How to perform field significance of a test in Python?

45 Views Asked by At

I have the following xarray that contains the Spearman's Rank correlation at each grid point over Africa:

<xarray.DataArray (lat: 162, lon: 162)>
array([[       nan,        nan,        nan, ...,        nan,        nan,
               nan],
       [       nan,        nan,        nan, ...,        nan,        nan,
               nan],
       [       nan,        nan,        nan, ...,        nan,        nan,
               nan],
       ...,
       [       nan,        nan,        nan, ..., 0.40315942, 0.37931034,
        0.43181313],
       [       nan,        nan,        nan, ..., 0.37156525, 0.36329255,
        0.38091   ],
       [       nan,        nan,        nan, ..., 0.3579931 , 0.33615128,
        0.34620091]])
Coordinates:
  * lon      (lon) float32 -20.25 -19.75 -19.25 -18.75 ... 59.25 59.75 60.25
  * lat      (lat) float32 -40.25 -39.75 -39.25 -38.75 ... 39.25 39.75 40.25

I would like to calculate the field significance using a bootstrap method to then only plot grid cells where the test is locally significant at the 5% level of field significance.

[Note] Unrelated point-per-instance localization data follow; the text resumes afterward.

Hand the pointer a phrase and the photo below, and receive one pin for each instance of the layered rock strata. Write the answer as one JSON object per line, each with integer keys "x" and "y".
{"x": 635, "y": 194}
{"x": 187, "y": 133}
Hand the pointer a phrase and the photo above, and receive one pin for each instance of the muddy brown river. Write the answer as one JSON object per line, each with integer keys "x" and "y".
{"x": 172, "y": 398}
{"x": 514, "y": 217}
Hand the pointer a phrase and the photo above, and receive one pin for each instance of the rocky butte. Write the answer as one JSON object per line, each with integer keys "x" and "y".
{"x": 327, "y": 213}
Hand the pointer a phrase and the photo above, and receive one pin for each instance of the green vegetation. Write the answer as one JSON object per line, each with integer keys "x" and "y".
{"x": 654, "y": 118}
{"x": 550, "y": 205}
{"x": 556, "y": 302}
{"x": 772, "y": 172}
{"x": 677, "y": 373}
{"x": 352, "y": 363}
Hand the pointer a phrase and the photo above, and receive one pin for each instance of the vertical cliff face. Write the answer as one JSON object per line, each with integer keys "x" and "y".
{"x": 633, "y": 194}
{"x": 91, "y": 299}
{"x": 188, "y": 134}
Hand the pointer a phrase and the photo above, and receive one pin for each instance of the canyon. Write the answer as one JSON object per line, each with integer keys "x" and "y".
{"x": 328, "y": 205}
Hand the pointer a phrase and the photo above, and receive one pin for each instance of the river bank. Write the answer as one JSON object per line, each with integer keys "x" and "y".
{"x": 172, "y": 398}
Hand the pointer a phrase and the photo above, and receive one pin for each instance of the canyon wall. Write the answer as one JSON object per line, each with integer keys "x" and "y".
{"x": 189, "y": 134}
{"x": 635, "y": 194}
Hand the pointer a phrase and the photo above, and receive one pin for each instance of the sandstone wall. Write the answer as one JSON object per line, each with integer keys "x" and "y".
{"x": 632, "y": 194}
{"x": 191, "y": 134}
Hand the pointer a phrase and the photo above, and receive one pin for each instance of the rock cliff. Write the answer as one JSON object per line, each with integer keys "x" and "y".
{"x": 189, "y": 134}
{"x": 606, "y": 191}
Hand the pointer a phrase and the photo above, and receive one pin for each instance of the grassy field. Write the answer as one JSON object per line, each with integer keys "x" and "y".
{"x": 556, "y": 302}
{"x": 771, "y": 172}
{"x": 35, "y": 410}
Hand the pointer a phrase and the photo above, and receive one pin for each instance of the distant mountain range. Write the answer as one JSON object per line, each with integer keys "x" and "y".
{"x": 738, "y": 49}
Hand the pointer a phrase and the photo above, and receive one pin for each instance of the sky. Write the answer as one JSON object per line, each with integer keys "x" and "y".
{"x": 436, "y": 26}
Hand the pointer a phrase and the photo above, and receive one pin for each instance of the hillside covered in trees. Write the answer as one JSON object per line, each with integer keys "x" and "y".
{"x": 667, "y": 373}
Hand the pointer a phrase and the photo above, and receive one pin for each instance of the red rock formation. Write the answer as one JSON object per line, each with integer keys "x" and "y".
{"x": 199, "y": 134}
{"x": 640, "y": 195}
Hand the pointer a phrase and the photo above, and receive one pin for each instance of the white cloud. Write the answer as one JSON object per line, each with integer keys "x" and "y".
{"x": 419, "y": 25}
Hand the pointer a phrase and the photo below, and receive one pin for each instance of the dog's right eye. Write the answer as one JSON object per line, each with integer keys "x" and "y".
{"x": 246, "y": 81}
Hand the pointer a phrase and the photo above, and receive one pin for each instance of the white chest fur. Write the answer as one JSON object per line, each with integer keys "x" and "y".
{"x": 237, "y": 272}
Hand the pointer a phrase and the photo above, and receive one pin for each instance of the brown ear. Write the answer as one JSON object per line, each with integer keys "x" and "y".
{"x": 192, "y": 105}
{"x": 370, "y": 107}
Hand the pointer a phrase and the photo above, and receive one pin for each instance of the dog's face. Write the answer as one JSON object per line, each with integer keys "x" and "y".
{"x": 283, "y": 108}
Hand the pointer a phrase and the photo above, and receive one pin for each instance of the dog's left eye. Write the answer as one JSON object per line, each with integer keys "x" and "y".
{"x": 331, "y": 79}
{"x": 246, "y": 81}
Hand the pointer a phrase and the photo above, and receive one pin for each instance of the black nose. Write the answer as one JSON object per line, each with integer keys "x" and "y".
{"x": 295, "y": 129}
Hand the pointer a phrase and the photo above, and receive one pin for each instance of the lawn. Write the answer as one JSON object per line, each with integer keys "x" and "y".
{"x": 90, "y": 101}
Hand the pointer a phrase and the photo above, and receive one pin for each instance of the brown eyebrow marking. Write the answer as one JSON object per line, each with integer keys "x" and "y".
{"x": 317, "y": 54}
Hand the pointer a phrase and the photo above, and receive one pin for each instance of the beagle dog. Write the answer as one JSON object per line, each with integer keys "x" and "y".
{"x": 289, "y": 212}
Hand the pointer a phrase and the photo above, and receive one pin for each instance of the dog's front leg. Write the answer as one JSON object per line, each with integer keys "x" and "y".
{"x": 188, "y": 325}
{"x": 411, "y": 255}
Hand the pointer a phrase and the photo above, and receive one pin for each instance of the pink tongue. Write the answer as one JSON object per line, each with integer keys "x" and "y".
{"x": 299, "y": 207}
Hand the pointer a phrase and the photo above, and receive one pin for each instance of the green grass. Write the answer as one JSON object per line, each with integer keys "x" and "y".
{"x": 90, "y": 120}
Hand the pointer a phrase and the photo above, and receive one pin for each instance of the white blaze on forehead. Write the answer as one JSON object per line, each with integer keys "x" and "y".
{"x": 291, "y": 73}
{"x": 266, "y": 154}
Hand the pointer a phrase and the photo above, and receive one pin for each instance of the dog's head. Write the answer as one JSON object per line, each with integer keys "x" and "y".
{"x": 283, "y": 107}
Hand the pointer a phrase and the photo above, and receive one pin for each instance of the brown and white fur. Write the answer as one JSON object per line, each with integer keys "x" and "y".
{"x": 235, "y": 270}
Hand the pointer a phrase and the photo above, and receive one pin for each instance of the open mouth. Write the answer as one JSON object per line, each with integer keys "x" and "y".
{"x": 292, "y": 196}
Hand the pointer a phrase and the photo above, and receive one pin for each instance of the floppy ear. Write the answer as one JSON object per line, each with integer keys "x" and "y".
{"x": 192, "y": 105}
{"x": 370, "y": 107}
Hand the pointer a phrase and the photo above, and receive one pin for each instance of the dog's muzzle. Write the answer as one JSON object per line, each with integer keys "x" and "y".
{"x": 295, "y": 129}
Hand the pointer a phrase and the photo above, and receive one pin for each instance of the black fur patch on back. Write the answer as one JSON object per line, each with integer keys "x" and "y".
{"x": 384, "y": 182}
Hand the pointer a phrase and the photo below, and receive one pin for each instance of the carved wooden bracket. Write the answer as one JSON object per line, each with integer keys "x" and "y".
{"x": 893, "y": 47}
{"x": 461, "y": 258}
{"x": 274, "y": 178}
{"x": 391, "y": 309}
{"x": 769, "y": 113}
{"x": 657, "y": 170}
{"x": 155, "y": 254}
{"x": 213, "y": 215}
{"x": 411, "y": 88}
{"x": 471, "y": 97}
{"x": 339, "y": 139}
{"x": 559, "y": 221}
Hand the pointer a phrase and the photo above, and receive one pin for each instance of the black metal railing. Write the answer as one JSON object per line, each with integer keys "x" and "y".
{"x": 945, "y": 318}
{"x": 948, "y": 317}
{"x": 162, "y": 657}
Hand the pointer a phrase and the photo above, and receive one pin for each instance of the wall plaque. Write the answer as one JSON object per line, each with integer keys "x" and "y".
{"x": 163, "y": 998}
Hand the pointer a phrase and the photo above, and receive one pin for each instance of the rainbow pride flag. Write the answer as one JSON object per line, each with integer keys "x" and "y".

I have the following code, which I think is doing the right thing:

# Number of bootstrap samples
n_bootstrap_samples = 1000

# Define a function to calculate field significance using bootstrap
def calculate_field_significance(data, n_bootstrap_samples):
    # Get the dimensions of the data
    lat, lon = data['lat'], data['lon']
    n_lat, n_lon = len(lat), len(lon)

    # Initialize an array to store bootstrap results
    field_significance = np.empty((n_lat, n_lon))

    for i in range(n_lat):
        for j in range(n_lon):
            # Select the data at the current grid cell
            current_grid_cell_data = data[i, j].values # Access the numpy array
            
            # Initialize an array to store bootstrap sample results
            bootstrap_results = np.empty(n_bootstrap_samples)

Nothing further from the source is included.